With particular regard to local fundraising, the Foundation believes it is imperative that businesses recognise the economic impact that the disease will have. it is therefore essential that business reviews its own internal AIDS policy, and ensures that AIDS education is taking place within their organisation, Secondly, the Foundation would urge businesses to identify and support community projects. Old Mutual actuaries have forecast that an employer who is contributing 20% of payroll towards benefits could see this rise to 35% within the next 20 years. This will be accompanied by costs of extra recruitment, training, sick pay and absenteeism. This national loss of net profit will be a major burden when businesses are faced with challenges in increasingly competitive markets.

The Foundation distributes funds to projects that offer essential intervention in terms of education, support and care. Particular emphasis is placed on funding projects involved with:

Education and prevention programmes

AIDS Management Programmes

Socio-economic development

Strategic partnership building

The Foundation is continually involved in building partnerships with key role-players in South Africa, as well as establishing local and overseas funding partnerships and funded initiatives. This ongoing process ensures that the Foundation is made aware of AIDS activities throughout the country and can respond with appropriate project interventions.

Building organisational and individual capacity

Many AIDS organisations are new and therefore have weak internal structures. Until these can be built up the AIDS foundation offers a service to both organisations and funders to ensure maximum efficient delivery. Funds are sent to the AIDS Foundation and the Foundation administers the funds and requests information suitable for donor reporting and accountability. This programme is seen as an interim step until the project is strengthened by our capacity building programme.

The AIDS Foundation has embarked on a project campaign which will encourage each organisation for which it raises funds to become involved in its own organisational capacity building and development. This is critical if organisations are to be sustainable and valuable experience not lost in the sector. This involves the AIDS Foundation identifying trainers, Organisation Development workers and managers who are able to target their work to meet the need of AIDS specific projects. One of the needs identified is Fundraising, Financial, Administrative and Management training.

AIDS Foundation organisational development

The AlDS Foundation of South Africa was set up in 1988 by a group of volunteers who responded to the urgent appeals made by the community and government to address the spread of AIDS. It quickly recognised the need to raise funds from the private sector, donor agencies, Trusts and Foundations for Education, AIDS Management and socio-economic development for people living with HIV and AIDS.

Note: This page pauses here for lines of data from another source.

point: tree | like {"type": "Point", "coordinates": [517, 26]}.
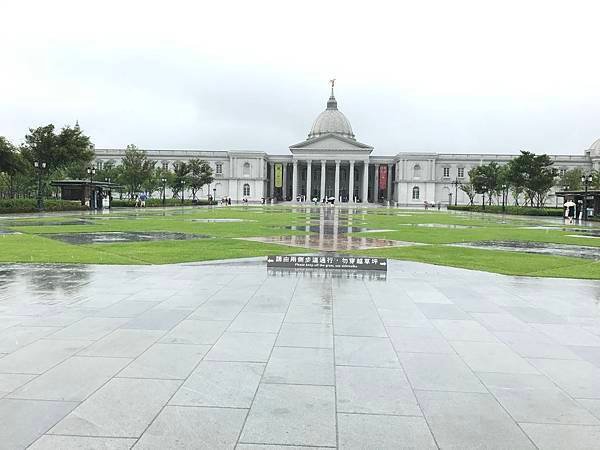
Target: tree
{"type": "Point", "coordinates": [469, 189]}
{"type": "Point", "coordinates": [69, 147]}
{"type": "Point", "coordinates": [136, 169]}
{"type": "Point", "coordinates": [572, 179]}
{"type": "Point", "coordinates": [200, 174]}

Rather than replicate existing initiatives the AIDS Foundation positioned itself to fulfill the function of fund-raiser for organisations who lack the capacity to raise large sums and as a funder for those small organisations which require sensitive funding if the voluntary nature and community energy of the initiative is to be nurtured and not destroyed.


At present the AIDS Foundation employs staff (see attached Organigram) in the National and Western Cape regional offices based in Cape Town and regional offices in Durban and Johannesburg. The AIDS Foundation is also supported by many volunteers throughout the country who enable it to draw on a wide range of professional and technical skills.

Membership of the Foundation is drawn from all sectors of society and we have an active Board of Directors. The regional Directors are drawn from a variety of organisations such as township newspapers, insurance and pharmaceutical companies, city council health departments and clinics, unions, business and community and training organisations etc.

Financial management

All financial transactions are undertaken within normal financial practice and the finances are audited annually.